Тогда-то и принял он участие в «складчине» (которая дешевле ресторана). Эту складчину устраивал его однокашник с двумя другими, очень продвинутыми в развлечениях сверстниками, в том числе и Митишатьевым. У кого-то из них высвобождалась квартира («предки» куда-то уезжали), и они могли там делать что хотят. Митишатьев вспомнил о Леве и пригласил его «с дамой», за что Лева, давно истощив все доступные ему варианты развлечений Фаины и находясь по этому поводу в глубокой растерянности, был ему очень признателен, даже тронут.
Фаина долго ворчала, не соглашалась идти, морщилась: «детский сад»; потом собиралась так же долго, даже тщательнее обычного.
То, что нас утомляет впоследствии, Леву еще нисколько не утомляло – он нисколько не скучал, наблюдая ее сборы, даже получал удовольствие. Он находил особую красоту и прелесть в этих заученных, машинальных, почти инстинктивных движениях Фаины перед зеркалом. Именно в этих, вовсе не рассчитанных на постороннего, на эффект, не эстетизированных движениях – находил он теперь именно и прежде всего красоту…
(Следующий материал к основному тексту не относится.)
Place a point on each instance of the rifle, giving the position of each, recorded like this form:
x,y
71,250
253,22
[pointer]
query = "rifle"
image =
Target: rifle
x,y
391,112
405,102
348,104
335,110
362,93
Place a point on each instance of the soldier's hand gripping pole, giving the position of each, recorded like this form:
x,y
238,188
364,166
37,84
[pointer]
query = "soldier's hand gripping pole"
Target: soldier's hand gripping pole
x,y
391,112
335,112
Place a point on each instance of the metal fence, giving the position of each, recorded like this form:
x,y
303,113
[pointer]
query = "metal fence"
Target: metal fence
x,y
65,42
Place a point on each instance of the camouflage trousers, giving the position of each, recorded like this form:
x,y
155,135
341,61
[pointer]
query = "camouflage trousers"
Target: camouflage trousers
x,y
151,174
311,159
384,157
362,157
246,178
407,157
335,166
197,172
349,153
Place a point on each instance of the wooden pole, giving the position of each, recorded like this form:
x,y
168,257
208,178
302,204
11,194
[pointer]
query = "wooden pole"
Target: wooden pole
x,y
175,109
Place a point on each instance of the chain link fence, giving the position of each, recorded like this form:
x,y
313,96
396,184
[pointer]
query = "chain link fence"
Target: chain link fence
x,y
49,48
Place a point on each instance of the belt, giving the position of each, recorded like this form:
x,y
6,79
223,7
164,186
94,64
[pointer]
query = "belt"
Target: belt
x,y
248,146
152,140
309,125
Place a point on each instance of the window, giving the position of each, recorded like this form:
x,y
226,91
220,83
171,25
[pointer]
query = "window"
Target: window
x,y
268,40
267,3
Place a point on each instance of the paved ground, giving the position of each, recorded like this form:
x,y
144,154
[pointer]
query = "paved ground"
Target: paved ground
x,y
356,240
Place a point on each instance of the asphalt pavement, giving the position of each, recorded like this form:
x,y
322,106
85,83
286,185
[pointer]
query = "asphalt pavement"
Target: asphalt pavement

Его радовала закопченная железная вилка, которую Фаина уходила калить в кухню на газе и бегом возвращалась, отставив слегка руку в сторону с раскаленной вилкой и помахивая ею (на эту вилку она наматывала прядь, совершая последний и самый выразительный локон), и столовый нож, которым она с поразительной ловкостью загибала себе ресницы, и иголка, которой она разделяла по отдельности ресницы, уже накрашенные… Эта возня с колющими и режущими предметами (у самых глаз!) казалась Леве рискованной и опасной, а то спокойствие и деловитость, с каким Фаина это все проделывала, и восхищали, и пугали его, как смелость артиста в цирке. Притягивало и пугало его и выражение глаз Фаины в зеркале, когда она занималась всем этим, – отсутствующее, холодное, прицеленное, снайперское какое-то. Заученная, непреклонная последовательность движений и операций, проводимых Фаиной при сборах, при всем единообразии не теряла прелести для Левы; он испытывал определенное удовлетворение от мысленного опережения, предвосхищения движений Фаины и некую радость от совпадения воображенного движения с действительным через какую-нибудь секунду.